Tendió la mano y me cogió de la camisa con tal fuerza que me arrancó dos botones. Era el agarrón de un hombre que se ahoga. Tenía los ojos muy abiertos y una expresión de horror en la mirada.

—Después… todos esos fragmentos han vuelto a unirse, pero los colores no desaparecían. Danzaban y ondeaban como la aurora boreal en una noche de invierno. Y la gente… ya no era gente.

—¿Qué era, Hugh?

—Hormigas —susurró—. Hormigas enormes, de esas que solo deben de existir en bosques tropicales. Marrones y negras y rojas. Lo miraban con ojos muertos y les goteaba de la boca ese veneno suyo, el ácido fórmico. —Tomó aire en una larga y entrecortada inhalación—. Si vuelvo a ver algo así, me quitaré la vida.

—Pero ya ha pasado, ¿no?

—Sí. Ha pasado. Gracias a Dios.

Sacó las llaves del bolsillo y se le cayeron al suelo. Las recogí.

—Ya conduciré yo.

—Sí. Conduce tú. —Hizo ademán de dirigirse al asiento del acompañante y de pronto me miró—. Tú también, Jamie. Me he vuelto hacia ti, y estaba al lado de una hormiga enorme. Te has vuelto… me has mirado…

—Hugh, eso no ha ocurrido. Apenas te he visto salir.

Pareció no oírme.

—Te has vuelto… me has mirado y creo que intentabas sonreír. Estabas rodeado de colores, pero tenías los ojos muertos, como los demás. Y veneno en la boca.

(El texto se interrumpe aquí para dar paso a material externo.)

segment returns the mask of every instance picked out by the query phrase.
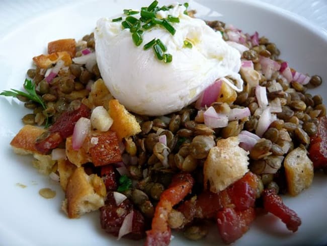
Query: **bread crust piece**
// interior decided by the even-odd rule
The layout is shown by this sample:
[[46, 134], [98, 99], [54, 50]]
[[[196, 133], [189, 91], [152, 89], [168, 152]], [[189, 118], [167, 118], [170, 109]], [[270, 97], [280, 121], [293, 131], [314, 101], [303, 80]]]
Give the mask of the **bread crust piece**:
[[27, 125], [22, 128], [10, 142], [14, 151], [19, 155], [42, 154], [35, 148], [35, 141], [46, 130]]
[[217, 193], [241, 178], [249, 171], [249, 152], [238, 146], [237, 137], [221, 139], [210, 150], [203, 166], [204, 185]]
[[94, 174], [89, 176], [83, 167], [77, 167], [68, 181], [61, 208], [69, 218], [78, 218], [104, 206], [106, 194], [101, 177]]
[[288, 192], [298, 195], [311, 186], [313, 179], [313, 165], [306, 150], [300, 147], [289, 153], [284, 160]]

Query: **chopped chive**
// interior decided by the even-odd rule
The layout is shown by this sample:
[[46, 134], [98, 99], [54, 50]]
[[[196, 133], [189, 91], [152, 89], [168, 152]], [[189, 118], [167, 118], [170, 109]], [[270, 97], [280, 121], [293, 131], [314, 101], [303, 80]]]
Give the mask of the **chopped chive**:
[[113, 22], [117, 22], [117, 21], [122, 21], [122, 20], [123, 18], [121, 18], [121, 17], [118, 17], [118, 18], [113, 19], [112, 20], [111, 20], [111, 21], [112, 21]]
[[144, 50], [146, 50], [147, 49], [148, 49], [149, 48], [151, 48], [152, 46], [152, 45], [155, 43], [155, 38], [153, 38], [150, 42], [144, 44], [144, 46], [143, 46], [143, 49], [144, 49]]
[[123, 11], [124, 12], [124, 14], [126, 15], [136, 15], [136, 14], [138, 14], [140, 13], [139, 11], [136, 11], [135, 10], [124, 10]]
[[166, 54], [164, 54], [164, 62], [165, 63], [171, 63], [172, 60], [173, 55], [172, 55], [171, 54], [166, 53]]
[[148, 11], [152, 11], [158, 5], [158, 1], [154, 0], [152, 3], [147, 7]]
[[154, 24], [153, 21], [150, 21], [147, 23], [145, 23], [143, 26], [142, 26], [142, 27], [145, 30], [148, 30], [155, 25], [155, 24]]
[[158, 18], [153, 18], [152, 19], [152, 22], [155, 24], [163, 25], [164, 21]]
[[166, 20], [162, 21], [162, 25], [172, 35], [174, 35], [176, 32], [176, 30]]
[[141, 28], [141, 23], [139, 21], [134, 24], [130, 29], [131, 32], [135, 32]]
[[127, 21], [130, 26], [133, 26], [136, 22], [139, 22], [140, 21], [133, 16], [128, 16], [126, 17], [125, 20]]
[[142, 43], [143, 40], [142, 37], [137, 32], [133, 32], [132, 34], [133, 42], [136, 46], [139, 46]]
[[189, 42], [187, 40], [184, 40], [184, 47], [185, 48], [192, 48], [193, 45], [192, 45], [192, 43], [191, 42]]
[[147, 10], [141, 10], [141, 16], [144, 18], [148, 19], [155, 17], [155, 14], [153, 12], [150, 12]]
[[168, 15], [167, 20], [168, 20], [168, 21], [175, 23], [179, 23], [180, 22], [180, 18], [178, 17], [175, 17], [171, 15]]
[[128, 24], [128, 22], [127, 22], [126, 21], [124, 21], [121, 23], [121, 25], [123, 26], [123, 27], [124, 28], [130, 28], [131, 25]]
[[154, 50], [154, 53], [156, 55], [158, 59], [161, 60], [164, 59], [164, 54], [162, 54], [162, 50], [161, 50], [161, 48], [159, 46], [159, 44], [156, 43], [153, 45], [153, 50]]
[[166, 52], [167, 51], [167, 47], [164, 44], [164, 43], [161, 41], [161, 40], [159, 39], [156, 40], [156, 43], [157, 43], [161, 49], [164, 52]]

No dijo nada más hasta que llegamos a la enorme verja de madera a la entrada de Wolfjaw. Estaba cerrada, y me disponía ya a bajarme del coche para abrirla.

—Jamie.

Me volví y lo miré. Había recuperado el color, pero solo un poco.

—No me menciones nunca más su nombre. Nunca. Si lo haces, tu trabajo aquí se habrá acabado. ¿Queda claro?

Quedaba claro. Pero eso no significaba que yo fuera a dejarlo correr.